I am having quite a bit of trouble understanding the workings of plane to plane homography. In particular I would like to know how the opencv method works.

Is it like ray tracing? How does a homogeneous coordinate differ from a scale*vector?

Everything I read talks like you already know what they're talking about, so it's hard to grasp!

## Best Solution

Googling

`homography estimation`

returns this as the first link (at least to me): http://cseweb.ucsd.edu/classes/wi07/cse252a/homography_estimation/homography_estimation.pdf. And definitely this is a poor description and a lot has been omitted. If you want to learn these concepts reading a good book like`Multiple View Geometry in Computer Vision`

would be far better than reading some short articles.
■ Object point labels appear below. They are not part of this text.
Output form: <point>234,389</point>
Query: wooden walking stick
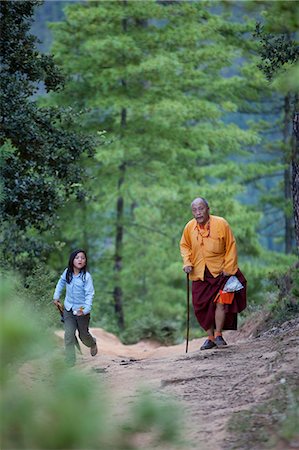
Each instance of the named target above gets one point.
<point>188,312</point>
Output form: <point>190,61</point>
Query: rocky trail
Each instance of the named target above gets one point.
<point>211,385</point>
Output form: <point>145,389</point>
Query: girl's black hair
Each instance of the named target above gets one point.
<point>69,272</point>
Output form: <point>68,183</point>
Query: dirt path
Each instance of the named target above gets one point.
<point>211,385</point>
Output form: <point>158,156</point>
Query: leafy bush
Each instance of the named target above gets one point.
<point>45,405</point>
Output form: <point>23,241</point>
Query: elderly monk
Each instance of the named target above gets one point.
<point>209,253</point>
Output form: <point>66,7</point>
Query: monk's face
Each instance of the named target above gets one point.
<point>200,212</point>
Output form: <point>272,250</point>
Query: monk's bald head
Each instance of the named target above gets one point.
<point>200,200</point>
<point>200,210</point>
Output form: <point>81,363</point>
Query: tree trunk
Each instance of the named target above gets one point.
<point>295,171</point>
<point>295,180</point>
<point>288,236</point>
<point>118,256</point>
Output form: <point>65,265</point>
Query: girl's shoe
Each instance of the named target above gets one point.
<point>94,349</point>
<point>220,342</point>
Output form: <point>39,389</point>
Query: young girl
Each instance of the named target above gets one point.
<point>77,304</point>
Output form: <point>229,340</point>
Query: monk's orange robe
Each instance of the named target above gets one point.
<point>213,246</point>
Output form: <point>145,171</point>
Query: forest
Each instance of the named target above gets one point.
<point>115,116</point>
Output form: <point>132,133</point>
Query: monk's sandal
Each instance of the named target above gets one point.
<point>207,345</point>
<point>220,342</point>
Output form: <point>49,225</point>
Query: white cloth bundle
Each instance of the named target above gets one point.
<point>232,285</point>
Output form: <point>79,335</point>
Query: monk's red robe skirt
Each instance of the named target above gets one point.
<point>204,293</point>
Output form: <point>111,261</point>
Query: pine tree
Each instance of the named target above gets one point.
<point>40,150</point>
<point>151,75</point>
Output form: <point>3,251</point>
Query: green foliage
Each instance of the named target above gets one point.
<point>42,170</point>
<point>151,74</point>
<point>42,400</point>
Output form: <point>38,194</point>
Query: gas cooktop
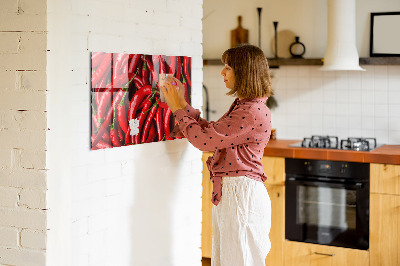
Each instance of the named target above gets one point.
<point>332,142</point>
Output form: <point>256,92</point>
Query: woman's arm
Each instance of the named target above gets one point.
<point>234,129</point>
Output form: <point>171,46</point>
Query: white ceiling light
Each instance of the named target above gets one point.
<point>341,51</point>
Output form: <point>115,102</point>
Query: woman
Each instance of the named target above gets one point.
<point>242,208</point>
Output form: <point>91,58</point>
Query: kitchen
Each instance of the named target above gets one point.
<point>314,104</point>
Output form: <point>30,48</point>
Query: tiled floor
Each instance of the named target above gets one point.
<point>206,261</point>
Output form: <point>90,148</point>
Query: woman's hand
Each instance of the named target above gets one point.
<point>174,94</point>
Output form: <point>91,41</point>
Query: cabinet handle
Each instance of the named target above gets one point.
<point>324,254</point>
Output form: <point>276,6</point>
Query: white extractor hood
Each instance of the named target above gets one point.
<point>341,51</point>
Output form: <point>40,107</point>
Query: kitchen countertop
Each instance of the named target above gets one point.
<point>389,154</point>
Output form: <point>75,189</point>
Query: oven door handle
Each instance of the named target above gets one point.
<point>357,185</point>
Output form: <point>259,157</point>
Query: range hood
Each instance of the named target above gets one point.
<point>341,51</point>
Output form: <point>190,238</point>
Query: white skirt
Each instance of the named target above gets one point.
<point>241,223</point>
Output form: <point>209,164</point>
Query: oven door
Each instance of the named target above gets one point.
<point>327,213</point>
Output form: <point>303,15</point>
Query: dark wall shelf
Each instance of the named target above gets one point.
<point>273,62</point>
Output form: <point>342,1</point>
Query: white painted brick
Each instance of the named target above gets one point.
<point>9,42</point>
<point>22,100</point>
<point>8,237</point>
<point>8,79</point>
<point>8,197</point>
<point>37,7</point>
<point>8,6</point>
<point>33,159</point>
<point>23,139</point>
<point>33,199</point>
<point>23,218</point>
<point>97,222</point>
<point>5,158</point>
<point>23,119</point>
<point>33,239</point>
<point>22,22</point>
<point>23,178</point>
<point>31,80</point>
<point>17,256</point>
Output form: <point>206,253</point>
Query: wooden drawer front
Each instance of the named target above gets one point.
<point>384,237</point>
<point>274,168</point>
<point>277,233</point>
<point>304,254</point>
<point>385,178</point>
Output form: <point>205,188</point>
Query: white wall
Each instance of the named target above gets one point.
<point>136,205</point>
<point>23,133</point>
<point>311,102</point>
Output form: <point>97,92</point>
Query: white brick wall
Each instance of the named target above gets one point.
<point>136,205</point>
<point>23,132</point>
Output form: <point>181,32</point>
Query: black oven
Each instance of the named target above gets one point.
<point>327,202</point>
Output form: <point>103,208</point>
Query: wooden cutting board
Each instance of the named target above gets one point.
<point>239,35</point>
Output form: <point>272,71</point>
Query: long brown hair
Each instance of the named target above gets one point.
<point>250,66</point>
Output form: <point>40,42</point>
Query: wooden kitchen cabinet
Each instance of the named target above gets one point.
<point>385,178</point>
<point>305,254</point>
<point>274,168</point>
<point>277,233</point>
<point>206,226</point>
<point>384,237</point>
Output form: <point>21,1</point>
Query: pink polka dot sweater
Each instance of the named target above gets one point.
<point>238,139</point>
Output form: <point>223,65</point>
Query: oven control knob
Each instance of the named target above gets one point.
<point>343,168</point>
<point>308,166</point>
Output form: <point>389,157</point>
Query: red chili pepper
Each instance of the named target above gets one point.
<point>143,102</point>
<point>187,92</point>
<point>102,70</point>
<point>117,61</point>
<point>137,99</point>
<point>134,62</point>
<point>162,65</point>
<point>121,135</point>
<point>122,116</point>
<point>95,122</point>
<point>159,123</point>
<point>96,59</point>
<point>149,119</point>
<point>107,121</point>
<point>138,82</point>
<point>167,119</point>
<point>186,66</point>
<point>142,118</point>
<point>172,65</point>
<point>124,65</point>
<point>114,135</point>
<point>97,97</point>
<point>105,102</point>
<point>152,133</point>
<point>128,136</point>
<point>146,74</point>
<point>178,68</point>
<point>120,81</point>
<point>151,68</point>
<point>106,137</point>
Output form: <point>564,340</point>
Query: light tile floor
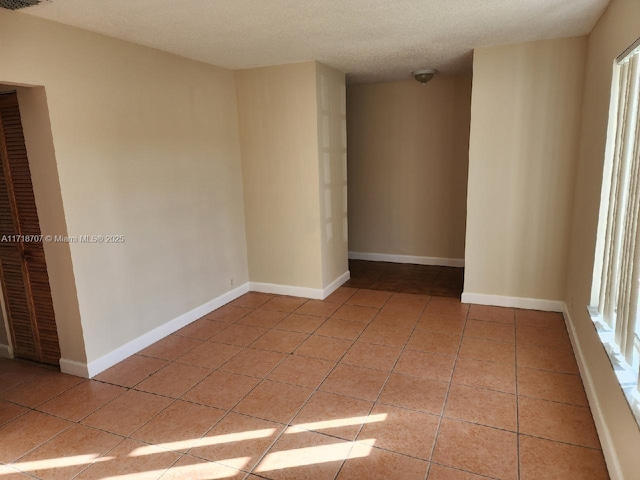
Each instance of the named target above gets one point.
<point>364,385</point>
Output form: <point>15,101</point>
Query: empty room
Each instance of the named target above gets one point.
<point>320,240</point>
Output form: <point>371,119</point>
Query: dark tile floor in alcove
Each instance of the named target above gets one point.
<point>406,278</point>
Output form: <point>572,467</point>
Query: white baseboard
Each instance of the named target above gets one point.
<point>610,455</point>
<point>94,367</point>
<point>305,292</point>
<point>385,257</point>
<point>515,302</point>
<point>290,290</point>
<point>6,351</point>
<point>333,286</point>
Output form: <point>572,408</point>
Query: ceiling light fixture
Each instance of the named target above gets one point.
<point>424,75</point>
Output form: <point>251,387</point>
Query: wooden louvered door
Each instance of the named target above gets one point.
<point>23,269</point>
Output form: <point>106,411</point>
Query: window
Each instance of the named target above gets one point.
<point>616,293</point>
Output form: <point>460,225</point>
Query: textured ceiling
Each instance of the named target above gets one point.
<point>369,40</point>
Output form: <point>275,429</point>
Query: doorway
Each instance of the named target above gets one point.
<point>23,269</point>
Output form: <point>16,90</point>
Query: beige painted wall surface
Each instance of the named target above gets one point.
<point>525,117</point>
<point>332,155</point>
<point>408,158</point>
<point>147,147</point>
<point>278,130</point>
<point>617,29</point>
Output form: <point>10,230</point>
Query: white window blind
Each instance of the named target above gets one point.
<point>619,277</point>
Often these short articles have several serious mistakes, so be careful.In short, a cost function is defined and the parameters (the elements of the homography matrix) that minimize this cost function are the answer we are looking for. A meaningful cost function is geometric, that is, it has a geometric interpretation. For the homography case, we want to find H such that by transforming points from one image to the other the distance between all the points and their correspondences be minimum. This geometric function is nonlinear, that means: 1-an iterative method should be used to solve it, in general, 2-an initial starting point is required for the iterative method. Here, algebraic cost functions enter. These cost functions have no meaningful/geometric interpretation. Often designing them is more of an art, and for a problem usually you can find several algebraic cost functions with different properties. The benefit of algebraic costs is that they lead to linear optimization problems, hence a closed form solution for them exists (that is a one shot /non-iterative method). But the downside is that the found solution is not optimal. Therefore, the general approach is to first optimize an algebraic cost and then use the found solution as starting point for an iterative geometric optimization. Now if you google for these cost functions for homography you will find how usually these are defined.
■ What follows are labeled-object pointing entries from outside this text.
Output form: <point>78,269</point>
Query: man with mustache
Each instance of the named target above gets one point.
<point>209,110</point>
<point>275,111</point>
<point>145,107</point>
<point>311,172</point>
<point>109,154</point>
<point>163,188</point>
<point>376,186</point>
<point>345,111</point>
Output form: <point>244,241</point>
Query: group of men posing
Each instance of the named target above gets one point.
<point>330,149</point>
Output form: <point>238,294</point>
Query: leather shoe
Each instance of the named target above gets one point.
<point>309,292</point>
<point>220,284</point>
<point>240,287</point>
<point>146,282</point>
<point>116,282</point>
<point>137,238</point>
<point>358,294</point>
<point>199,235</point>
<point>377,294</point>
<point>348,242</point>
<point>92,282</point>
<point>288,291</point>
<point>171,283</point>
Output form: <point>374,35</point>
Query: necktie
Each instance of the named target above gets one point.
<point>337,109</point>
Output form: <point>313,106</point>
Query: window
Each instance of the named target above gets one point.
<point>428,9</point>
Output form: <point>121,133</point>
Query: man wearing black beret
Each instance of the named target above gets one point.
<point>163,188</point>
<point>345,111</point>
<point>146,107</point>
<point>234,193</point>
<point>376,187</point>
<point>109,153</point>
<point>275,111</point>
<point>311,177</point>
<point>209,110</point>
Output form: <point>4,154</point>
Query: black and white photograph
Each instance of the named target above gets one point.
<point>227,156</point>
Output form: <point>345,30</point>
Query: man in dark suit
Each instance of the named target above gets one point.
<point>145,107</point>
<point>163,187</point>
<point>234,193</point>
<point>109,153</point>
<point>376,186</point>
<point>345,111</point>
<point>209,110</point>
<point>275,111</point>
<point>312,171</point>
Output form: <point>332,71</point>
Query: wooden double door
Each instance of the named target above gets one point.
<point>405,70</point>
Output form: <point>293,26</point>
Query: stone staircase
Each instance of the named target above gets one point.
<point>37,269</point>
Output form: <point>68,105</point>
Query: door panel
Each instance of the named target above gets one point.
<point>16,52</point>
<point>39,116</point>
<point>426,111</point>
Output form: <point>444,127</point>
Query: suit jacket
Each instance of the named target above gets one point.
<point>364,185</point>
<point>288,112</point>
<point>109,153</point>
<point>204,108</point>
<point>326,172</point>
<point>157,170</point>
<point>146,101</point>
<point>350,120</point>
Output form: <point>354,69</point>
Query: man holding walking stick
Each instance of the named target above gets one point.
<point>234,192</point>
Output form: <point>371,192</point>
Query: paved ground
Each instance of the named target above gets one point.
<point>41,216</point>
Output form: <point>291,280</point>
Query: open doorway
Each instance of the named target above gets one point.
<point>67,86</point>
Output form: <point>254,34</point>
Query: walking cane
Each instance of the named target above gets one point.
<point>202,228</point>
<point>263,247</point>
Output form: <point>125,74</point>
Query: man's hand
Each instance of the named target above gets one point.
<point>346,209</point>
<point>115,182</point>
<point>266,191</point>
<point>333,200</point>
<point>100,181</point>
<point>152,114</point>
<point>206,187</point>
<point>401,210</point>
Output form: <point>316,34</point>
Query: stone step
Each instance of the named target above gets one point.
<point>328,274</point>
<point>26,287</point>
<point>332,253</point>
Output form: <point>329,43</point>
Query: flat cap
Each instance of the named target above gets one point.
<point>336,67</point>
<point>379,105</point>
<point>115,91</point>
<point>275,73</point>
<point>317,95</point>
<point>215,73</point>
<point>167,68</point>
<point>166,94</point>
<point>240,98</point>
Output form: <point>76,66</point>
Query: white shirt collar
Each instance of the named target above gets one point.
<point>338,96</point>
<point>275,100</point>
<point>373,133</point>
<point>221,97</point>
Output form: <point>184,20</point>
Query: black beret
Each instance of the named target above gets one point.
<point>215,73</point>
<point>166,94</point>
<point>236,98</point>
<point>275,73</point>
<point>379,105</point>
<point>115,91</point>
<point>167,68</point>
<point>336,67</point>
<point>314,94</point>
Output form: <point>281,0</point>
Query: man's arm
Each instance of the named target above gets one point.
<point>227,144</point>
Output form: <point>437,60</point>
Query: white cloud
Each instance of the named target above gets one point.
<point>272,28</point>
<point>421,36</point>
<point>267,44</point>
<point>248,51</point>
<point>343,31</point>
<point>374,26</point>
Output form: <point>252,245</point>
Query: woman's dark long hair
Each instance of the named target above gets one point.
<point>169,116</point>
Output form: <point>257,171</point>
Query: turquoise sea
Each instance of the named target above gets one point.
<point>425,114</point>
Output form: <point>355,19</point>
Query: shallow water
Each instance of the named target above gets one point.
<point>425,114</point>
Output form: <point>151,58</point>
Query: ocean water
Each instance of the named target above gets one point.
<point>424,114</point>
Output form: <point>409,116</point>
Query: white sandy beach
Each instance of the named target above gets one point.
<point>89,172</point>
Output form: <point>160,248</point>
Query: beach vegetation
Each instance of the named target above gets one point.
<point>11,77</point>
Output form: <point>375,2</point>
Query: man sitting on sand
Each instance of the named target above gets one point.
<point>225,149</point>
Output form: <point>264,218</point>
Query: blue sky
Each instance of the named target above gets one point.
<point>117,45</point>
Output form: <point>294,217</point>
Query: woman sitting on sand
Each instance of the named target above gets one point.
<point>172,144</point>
In case you want to know what method is used in OpenCV simply need to have a look at the code: http://code.opencv.org/projects/opencv/repository/entry/trunk/opencv/modules/calib3d/src/fundam.cpp#L81 This is the algebraic function, DLT, defined in the mentioned book, if you google

`homography DLT`

should find some relevant documents. And then here: http://code.opencv.org/projects/opencv/repository/entry/trunk/opencv/modules/calib3d/src/fundam.cpp#L165 An iterative procedure minimizes the geometric cost function.It seems the Gauss-Newton method is implemented: http://en.wikipedia.org/wiki/Gauss%E2%80%93Newton_algorithmAll the above discussion assumes you have correspondences between two images. If some points are matched to incorrect points in the other image, then you have got outliers, and the results of the mentioned methods would be completely off. Robust (against outliers) methods enter here. OpenCV gives you two options: 1.RANSAC 2.LMeDS. Google is your friend here.

Hope that helps.